When I began learning the laws of Taharat HaMishpachah before my wedding, I felt overwhelmed and vulnerable, as many brides do. One line from the Talmud left me feeling shaken more than any of the other teachings I received on this subject. In Tractate Niddah, page 66a, Rabbi Zeira is quoted saying that, “the daughters of Israel were stringent upon themselves” with regards to Taharat HaMishpachah. Why would they do this? Why would the Jewish women of that time be stringent with laws that caused them to lose the flexibility of their time with their husbands? There are many plausible answers: that they gained more control over their bodies in a time when it was lacking, that the tradition had always been to be stringent, or perhaps that they didn’t know any better.

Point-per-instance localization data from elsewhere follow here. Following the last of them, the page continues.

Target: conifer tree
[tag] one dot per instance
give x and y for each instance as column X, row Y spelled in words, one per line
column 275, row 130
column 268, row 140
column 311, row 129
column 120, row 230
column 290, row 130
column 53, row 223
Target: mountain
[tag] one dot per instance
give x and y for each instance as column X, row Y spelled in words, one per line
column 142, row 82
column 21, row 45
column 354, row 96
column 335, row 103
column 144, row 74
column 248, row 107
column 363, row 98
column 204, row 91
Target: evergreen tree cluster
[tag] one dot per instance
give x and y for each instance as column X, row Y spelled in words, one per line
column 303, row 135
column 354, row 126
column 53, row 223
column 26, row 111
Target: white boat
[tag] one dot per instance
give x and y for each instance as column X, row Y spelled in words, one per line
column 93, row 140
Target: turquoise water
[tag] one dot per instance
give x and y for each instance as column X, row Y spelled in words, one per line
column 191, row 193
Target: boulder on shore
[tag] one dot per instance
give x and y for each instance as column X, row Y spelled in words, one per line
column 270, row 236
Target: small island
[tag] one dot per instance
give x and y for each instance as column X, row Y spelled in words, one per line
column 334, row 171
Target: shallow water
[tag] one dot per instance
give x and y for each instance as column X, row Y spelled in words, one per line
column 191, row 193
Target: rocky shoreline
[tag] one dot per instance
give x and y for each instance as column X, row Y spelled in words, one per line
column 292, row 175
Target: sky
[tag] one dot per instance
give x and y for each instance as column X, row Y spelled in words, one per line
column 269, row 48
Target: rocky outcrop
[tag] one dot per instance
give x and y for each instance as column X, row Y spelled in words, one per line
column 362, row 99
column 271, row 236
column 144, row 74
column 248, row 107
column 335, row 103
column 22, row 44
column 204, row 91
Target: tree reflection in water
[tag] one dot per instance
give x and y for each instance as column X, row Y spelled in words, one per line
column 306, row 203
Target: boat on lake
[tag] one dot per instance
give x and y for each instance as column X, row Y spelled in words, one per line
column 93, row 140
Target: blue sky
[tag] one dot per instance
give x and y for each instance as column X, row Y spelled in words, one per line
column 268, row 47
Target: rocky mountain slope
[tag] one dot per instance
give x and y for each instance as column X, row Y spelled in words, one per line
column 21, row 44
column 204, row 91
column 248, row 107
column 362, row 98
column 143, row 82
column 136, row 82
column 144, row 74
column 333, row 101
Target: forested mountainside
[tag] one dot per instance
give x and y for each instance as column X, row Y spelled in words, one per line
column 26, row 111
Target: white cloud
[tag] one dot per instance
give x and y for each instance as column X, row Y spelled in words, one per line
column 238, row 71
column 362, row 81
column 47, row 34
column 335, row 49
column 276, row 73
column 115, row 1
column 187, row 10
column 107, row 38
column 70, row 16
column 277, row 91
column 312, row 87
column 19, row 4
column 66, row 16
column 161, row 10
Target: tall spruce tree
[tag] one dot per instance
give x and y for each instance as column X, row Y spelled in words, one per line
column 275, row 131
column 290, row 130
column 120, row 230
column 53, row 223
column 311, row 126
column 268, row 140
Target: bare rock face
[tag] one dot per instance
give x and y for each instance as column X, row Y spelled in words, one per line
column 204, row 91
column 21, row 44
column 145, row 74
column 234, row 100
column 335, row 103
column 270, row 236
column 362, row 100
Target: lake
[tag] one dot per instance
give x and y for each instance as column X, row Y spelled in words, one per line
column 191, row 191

I researched and considered many answers to my question, but today I no longer care what motivated these dedicated women to make that choice. Instead I find myself inspired by their commitment. In a world where Jewish women are rarely deferred to as experts in halacha, Taharat HaMishpachah is a tool they use to exercise their halachic knowledge and responsibility. It is a mitzvah given to women, the responsibility of which is placed on women, the power of which is imbued onto women, and the sanctity of which is guarded by women.
Jewish women have been practicing this tradition for thousands of years. Tapping into the spiritual strength of the generations of women who came before me, immersing in the mikveh connects me to a lineage of individuals fiercely dedicated to Jewish life and law. The mikveh provides a unique opportunity for me, together with all Jewish women, to collectively empower ourselves through halachic responsibility to a core tenant of Jewish observance.
(*Mayyim Hayyim recognizes that people with varied relationships to gender and sexuality observe the laws of niddah and are welcome to immerse in our mikveh.)
One of Mayyim Hayyim’s Seven Principles is tzniut (modesty), dictating that we respect the privacy, modesty, and confidentiality of those who come to immerse. In alignment with this value, today’s guest writer has asked to remain anonymous.